Results and Discussion

Figures 3 (a) and (b) show the stress-strain curves and compressive modulus of the scaffolds. As shown in Fig. 3 (a), the stress-strain curves exhibited the same trend for all the bioink samples. As shown in Fig. 3 (b), the compressive modulus for the Bi, AC0, AC10, and AC30 scaffolds were 105.7 ± 18.1, 136.6 ± 31.2, 151.4 ± 23.2, and 134.8 ± 10.0 kPa, respectively, which followed the trend of AC10 > AC0 > AC30 > Bi. The highest (AC10) and lowest (Bi) compressive modulus were significantly different. However, among the synthesized bioink composite samples (AC0, AC10, and AC30), AC30, which had the highest collagen content, had the lowest compressive modulus.


Figure 3: Mechanical properties of the scaffolds for the four bioink samples. (a) Stress-strain curves and (B) compressive modulus (# indicate p < 0.05).

Figure 4 shows FE-SEM micrographs of the scaffolds prepared with the four bioink samples. The surface structure of the scaffolds indicated the presence of fibers, which are thought to be cellulose nanofibers in the bioink. Collagen fibers were observed on the surfaces of AC10 and AC30.

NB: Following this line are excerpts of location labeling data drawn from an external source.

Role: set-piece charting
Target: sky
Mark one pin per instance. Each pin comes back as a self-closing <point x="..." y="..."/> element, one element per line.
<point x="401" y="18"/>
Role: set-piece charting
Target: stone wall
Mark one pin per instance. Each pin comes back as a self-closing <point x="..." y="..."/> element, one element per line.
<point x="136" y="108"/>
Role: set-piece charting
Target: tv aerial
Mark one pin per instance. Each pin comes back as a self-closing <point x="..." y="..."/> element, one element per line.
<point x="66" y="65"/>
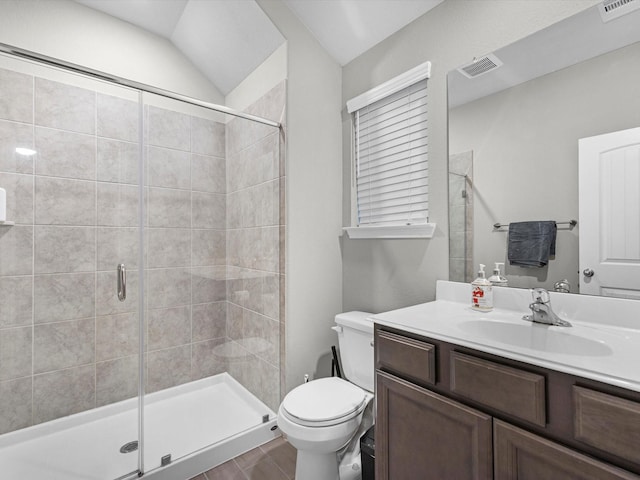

In this study, the compressive modulus value was 167.8 kPa in AC0. In contrast, Kuo et al. reported that the compressive modulus of an alginate gel scaffold with a high Ca content was approximately 70 kPa [8]. Notably, the concentration of sodium alginate used in this study was effective for improving the compressive mechanical property. The surface structures of AC0 and AC30, which had similar compressive modulus, were also similar. The elastic modulus of AC0, AC10, and AC30 were identical. The concentrations of the Alg-Na solution in AC10 and AC30 were calculated to be 3.5% and 3.0%, respectively. Notably, a previous study reported that the Young's modulus of scaffolds prepared with alginic acid was proportional to the alginic acid concentration [9]. In this study, the Young's modulus did not proportionally increase with a decrease in the Alg-Na concentration in the bioink composite samples, although, AC10 (3.5% Alg-Na) had a higher Young's modulus than AC0 (4.0% Alg-Na). This may be owing to the presence of collagen fibers, which serve as a skeleton, balancing the Alg-Na concentration and maintaining the elastic modulus.


Figure 4: Field-emission scanning electron microscopy micrographs of the scaffolds for the four bioink samples.


The mechanical properties of scaffolds synthesized with Bi, AC0, AC10, and AC30 bioinks using a 3D bioprinter had the following trend in terms of the Young's modulus AC10 > AC0 > AC30 > Bi. Compared with commercially available bioinks, the AC30 bioink is easily prepared by mixing Alg-Na with a collagen solution and has superior mechanical properties. However, the Young's modulus of AC30 was lower than that of AC0, indicating that the use of the collagen solution resulted in a nonuniform Alg-Na concentration. The surface structures of AC10 and AC30 exhibited no collagen fibers, indicating that the collagen fiber content was insufficient. Therefore, it is necessary to improve the developed method by using solely collagen fibers as an alternative to the collagen solution. Moreover, inorganic materials, such as bioceramics, may be combined with the developed bioink in the future.


This work was supported by JSPS KAKENHI Grant Number 20K04169.